Las Hijas de la Natividad de María, en cambio, tienen que alternar las obras de caridad —“tenemos un colegio donde vienen niños de clase baja o media-baja donde muchos padres no pueden ni pagar el comedor”, dice sor Pastora Vega— con ahorrar el dinero suficiente para “sostener” a su postulador, un miembro de la curia vaticana que vive en la residencia de Santa Marta. “No es barato, no”, dice la hija de la Natividad de María, refiriéndose al proceso de canonización de don Baltasar, “hay que pagar las gestiones, los viajes a Roma, las instancias ante el Vaticano, las conferencias y las publicaciones que hacemos para que se conozca bien la obra del fundador. Y luego está el problema de los milagros”.
Cuenta la religiosa que una cosa es que don Baltasar haya hecho curaciones —“que las ha hecho y muchas”— y otra que los médicos “se atrevan a certificar que, científicamente, se ha tratado de un milagro”. El postulador de Juan Pablo II, sin embargo, no tuvo problemas. Sobre su mesa se acumularon hasta 251 supuestos milagros, si bien la curación de la monja francesa Marie Simon-Pierre, aquejada de párkinson, y más tarde la de la costarricense Floribeth Mora, víctima de un aneurisma cerebral, fueron las tenidas en cuenta oficialmente. Con sus luces —un papa espontáneo, viajero, carismático, que por primera vez condenó a la Mafia— y sus muchas sombras —la negativa a investigar la pederastia, su ataque a la Teología de la Liberación, el desgobierno de una curia voraz que terminó amargándole la vida a Benedicto XVI—, Juan Pablo II terminó de convertirse en leyenda subido a su propia cruz. Aunque pensó en renunciar, dejó que la enfermedad lo consumiera delante de las cámaras, lentamente, en riguroso directo.

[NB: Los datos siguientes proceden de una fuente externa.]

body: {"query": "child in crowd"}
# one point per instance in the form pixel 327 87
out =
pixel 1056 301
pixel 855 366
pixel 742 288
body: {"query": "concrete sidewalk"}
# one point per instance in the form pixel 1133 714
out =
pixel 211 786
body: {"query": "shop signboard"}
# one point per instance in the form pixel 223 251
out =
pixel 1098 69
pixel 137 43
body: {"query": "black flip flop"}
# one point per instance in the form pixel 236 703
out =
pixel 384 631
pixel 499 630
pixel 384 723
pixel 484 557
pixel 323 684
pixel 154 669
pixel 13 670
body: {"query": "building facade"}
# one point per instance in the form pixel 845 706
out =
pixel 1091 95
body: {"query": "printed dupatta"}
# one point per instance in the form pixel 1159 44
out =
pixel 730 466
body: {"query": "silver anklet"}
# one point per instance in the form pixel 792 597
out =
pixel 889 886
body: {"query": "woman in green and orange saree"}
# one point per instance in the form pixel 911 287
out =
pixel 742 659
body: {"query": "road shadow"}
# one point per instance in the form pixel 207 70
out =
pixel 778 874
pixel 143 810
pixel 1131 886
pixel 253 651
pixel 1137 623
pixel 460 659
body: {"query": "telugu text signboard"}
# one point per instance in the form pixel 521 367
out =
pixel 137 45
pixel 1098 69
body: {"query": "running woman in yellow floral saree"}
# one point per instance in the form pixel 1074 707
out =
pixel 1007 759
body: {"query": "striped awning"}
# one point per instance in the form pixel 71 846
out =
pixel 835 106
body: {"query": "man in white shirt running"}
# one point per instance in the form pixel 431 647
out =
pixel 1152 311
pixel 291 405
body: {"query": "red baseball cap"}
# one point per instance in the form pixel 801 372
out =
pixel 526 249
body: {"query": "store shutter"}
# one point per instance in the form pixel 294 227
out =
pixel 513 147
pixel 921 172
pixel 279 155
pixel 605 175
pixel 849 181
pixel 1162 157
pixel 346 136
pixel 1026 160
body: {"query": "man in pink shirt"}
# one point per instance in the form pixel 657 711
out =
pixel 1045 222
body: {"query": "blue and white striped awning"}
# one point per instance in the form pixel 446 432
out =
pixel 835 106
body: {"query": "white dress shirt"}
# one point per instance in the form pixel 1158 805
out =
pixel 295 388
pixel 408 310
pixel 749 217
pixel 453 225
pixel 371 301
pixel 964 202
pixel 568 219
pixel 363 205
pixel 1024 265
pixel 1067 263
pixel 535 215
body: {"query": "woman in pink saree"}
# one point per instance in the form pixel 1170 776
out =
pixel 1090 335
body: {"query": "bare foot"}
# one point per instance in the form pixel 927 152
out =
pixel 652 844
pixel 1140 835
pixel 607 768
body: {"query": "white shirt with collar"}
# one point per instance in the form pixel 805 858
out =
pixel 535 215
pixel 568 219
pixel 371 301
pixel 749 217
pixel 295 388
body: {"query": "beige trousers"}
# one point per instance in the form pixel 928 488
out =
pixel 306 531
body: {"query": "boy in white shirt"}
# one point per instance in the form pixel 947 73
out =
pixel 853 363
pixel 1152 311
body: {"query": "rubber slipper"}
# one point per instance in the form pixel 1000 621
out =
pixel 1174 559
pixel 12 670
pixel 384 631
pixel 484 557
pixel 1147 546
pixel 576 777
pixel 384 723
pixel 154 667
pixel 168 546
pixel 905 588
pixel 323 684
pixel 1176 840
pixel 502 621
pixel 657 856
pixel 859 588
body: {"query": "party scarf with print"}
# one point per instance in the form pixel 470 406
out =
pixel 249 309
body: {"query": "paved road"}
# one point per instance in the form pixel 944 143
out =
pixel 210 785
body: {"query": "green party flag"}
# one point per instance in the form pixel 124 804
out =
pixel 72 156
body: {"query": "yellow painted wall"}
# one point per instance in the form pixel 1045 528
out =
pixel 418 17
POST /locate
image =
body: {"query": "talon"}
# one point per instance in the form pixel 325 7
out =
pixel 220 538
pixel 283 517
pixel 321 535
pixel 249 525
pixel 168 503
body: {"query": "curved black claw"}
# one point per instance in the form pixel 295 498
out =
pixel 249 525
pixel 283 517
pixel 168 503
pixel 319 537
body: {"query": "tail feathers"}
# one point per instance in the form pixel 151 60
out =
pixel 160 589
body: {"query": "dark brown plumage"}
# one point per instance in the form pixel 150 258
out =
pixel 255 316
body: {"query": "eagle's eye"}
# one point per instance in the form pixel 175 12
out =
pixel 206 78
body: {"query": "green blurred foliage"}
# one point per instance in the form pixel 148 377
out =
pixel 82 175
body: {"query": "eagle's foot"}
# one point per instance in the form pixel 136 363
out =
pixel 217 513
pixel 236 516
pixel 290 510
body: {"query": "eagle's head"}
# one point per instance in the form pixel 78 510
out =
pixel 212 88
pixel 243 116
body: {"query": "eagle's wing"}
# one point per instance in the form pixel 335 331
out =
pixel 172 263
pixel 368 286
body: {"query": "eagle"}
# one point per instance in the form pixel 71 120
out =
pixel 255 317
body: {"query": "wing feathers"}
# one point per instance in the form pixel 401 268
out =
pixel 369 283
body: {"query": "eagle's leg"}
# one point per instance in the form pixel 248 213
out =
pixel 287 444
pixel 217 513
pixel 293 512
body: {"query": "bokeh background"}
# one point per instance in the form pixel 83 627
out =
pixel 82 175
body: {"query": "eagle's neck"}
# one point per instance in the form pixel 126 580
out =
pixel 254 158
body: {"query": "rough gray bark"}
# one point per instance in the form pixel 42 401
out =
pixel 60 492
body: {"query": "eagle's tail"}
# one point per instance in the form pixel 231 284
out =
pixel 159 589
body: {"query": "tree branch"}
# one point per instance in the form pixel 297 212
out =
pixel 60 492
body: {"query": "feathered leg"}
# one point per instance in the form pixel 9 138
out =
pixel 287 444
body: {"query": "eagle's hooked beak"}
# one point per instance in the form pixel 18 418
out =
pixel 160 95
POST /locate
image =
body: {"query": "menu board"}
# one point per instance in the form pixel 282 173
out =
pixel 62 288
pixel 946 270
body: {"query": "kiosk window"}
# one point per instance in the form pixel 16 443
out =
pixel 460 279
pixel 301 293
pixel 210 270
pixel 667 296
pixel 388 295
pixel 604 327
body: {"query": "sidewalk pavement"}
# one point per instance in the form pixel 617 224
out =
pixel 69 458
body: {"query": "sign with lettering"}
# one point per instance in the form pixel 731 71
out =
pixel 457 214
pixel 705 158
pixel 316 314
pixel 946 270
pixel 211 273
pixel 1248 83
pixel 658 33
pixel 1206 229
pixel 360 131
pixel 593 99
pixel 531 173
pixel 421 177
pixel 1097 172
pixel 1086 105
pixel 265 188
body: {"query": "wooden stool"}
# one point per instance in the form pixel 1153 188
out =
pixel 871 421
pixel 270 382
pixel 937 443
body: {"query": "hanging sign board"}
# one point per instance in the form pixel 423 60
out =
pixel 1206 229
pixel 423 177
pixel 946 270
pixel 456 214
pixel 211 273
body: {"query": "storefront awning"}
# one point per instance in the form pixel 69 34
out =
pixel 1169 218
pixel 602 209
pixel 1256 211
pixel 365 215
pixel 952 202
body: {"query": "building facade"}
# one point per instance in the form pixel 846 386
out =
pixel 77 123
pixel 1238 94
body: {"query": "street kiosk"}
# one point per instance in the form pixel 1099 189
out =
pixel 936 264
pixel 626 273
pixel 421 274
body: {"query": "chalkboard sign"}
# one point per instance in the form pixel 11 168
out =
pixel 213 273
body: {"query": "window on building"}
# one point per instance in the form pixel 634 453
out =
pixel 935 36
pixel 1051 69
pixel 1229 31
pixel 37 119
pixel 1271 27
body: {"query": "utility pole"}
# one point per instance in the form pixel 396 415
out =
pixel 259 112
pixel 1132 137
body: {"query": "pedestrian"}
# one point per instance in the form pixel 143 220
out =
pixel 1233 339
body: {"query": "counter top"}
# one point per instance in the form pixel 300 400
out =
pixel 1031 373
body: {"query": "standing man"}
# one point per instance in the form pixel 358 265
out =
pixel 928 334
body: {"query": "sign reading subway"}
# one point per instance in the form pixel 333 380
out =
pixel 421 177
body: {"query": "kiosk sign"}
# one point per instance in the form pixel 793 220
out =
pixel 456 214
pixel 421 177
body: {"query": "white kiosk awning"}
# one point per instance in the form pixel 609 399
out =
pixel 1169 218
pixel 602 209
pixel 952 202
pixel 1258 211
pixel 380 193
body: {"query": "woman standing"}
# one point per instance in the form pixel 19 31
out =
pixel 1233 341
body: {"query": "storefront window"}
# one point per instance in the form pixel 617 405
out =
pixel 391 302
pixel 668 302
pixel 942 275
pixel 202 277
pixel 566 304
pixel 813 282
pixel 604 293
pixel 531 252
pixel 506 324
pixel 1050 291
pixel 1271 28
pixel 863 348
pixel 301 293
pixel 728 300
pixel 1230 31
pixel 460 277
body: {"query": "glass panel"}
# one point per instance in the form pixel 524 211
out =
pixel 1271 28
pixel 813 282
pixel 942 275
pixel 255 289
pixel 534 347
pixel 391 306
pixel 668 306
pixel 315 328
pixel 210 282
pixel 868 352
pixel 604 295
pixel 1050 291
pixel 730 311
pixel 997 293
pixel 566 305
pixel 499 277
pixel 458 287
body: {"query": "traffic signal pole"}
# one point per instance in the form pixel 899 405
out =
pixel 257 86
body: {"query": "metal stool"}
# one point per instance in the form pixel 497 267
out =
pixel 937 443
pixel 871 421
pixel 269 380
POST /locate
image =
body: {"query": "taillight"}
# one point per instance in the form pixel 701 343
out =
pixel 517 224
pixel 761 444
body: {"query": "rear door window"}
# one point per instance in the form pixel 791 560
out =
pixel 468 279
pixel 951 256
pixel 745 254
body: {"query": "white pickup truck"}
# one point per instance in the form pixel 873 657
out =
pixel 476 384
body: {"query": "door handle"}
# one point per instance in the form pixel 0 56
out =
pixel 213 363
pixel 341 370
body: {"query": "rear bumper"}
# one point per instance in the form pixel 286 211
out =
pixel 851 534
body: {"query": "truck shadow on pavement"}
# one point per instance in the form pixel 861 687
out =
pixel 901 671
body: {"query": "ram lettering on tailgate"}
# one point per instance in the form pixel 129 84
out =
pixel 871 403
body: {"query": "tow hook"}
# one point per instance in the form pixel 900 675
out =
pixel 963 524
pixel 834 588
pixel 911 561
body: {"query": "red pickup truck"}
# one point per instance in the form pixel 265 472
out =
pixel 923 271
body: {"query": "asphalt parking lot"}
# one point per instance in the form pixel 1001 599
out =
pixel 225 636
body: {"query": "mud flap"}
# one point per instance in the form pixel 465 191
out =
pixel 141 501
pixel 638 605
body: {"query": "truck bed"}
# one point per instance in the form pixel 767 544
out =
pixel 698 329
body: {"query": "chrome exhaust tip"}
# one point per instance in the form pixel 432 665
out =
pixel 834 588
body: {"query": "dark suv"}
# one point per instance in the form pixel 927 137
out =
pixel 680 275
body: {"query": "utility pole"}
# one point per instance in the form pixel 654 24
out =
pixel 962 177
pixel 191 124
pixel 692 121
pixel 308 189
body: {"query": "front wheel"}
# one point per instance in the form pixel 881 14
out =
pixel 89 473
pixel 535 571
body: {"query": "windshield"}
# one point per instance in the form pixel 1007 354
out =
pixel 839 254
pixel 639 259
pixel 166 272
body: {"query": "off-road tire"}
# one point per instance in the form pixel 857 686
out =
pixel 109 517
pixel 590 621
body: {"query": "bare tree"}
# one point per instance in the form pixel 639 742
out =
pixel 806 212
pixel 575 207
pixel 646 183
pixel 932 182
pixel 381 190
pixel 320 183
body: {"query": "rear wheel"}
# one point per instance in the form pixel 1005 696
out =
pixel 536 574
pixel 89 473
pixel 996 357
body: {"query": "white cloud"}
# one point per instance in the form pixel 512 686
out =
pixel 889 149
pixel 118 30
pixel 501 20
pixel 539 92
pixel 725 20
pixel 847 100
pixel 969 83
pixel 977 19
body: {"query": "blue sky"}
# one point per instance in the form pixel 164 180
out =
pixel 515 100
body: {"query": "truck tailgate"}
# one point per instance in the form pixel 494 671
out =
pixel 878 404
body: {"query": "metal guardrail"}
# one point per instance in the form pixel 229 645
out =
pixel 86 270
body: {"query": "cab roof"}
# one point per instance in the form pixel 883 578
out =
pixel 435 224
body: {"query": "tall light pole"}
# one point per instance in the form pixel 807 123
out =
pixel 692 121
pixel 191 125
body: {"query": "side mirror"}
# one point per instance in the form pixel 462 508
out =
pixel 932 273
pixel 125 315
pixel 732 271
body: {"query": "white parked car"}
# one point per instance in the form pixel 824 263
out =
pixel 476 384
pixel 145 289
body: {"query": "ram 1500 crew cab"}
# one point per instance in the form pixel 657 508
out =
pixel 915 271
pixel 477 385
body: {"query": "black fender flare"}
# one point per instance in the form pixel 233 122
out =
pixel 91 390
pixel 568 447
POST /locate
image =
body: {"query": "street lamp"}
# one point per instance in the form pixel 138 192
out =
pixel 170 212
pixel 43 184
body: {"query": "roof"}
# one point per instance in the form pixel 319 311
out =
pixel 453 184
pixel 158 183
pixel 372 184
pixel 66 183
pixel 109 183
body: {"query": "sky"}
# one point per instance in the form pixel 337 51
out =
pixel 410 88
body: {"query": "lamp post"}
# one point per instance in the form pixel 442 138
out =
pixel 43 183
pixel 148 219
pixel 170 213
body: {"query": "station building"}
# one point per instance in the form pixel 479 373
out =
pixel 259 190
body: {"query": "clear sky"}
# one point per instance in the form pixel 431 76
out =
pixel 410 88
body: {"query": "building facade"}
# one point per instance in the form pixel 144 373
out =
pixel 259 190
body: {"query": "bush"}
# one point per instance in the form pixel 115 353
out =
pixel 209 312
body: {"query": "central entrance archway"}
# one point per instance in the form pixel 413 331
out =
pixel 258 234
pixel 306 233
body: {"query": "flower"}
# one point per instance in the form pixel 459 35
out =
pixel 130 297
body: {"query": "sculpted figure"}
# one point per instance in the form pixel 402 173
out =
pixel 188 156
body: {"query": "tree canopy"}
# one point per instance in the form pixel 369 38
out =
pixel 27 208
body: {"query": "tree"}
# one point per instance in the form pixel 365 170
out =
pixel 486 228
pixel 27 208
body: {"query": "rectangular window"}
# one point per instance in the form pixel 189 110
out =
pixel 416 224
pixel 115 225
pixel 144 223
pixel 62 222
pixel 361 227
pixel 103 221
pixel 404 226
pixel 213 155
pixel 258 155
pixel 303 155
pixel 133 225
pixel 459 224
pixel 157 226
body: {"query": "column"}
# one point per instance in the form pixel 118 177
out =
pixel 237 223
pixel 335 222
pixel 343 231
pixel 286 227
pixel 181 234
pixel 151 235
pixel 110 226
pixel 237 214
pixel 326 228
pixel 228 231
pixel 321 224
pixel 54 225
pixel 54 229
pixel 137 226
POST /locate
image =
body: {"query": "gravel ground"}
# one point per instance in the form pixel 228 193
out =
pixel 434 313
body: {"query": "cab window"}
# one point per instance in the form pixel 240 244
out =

Dice el cardenal Saraiva Martins:
—Su heroicidad ya se manifestó en toda su crudeza durante el atentado de Ali Agca, pero sobre todo se hizo patente en los últimos años de su enfermedad. Yo estaba allí, a su lado, y vi sufrir a ese hombre.
Y solo entonces, Saraiva Martins se inclina y abre su carpeta de plástico negro para mostrar una a una, como un tesoro, las fotografías de toda una vida a la sombra de los papas.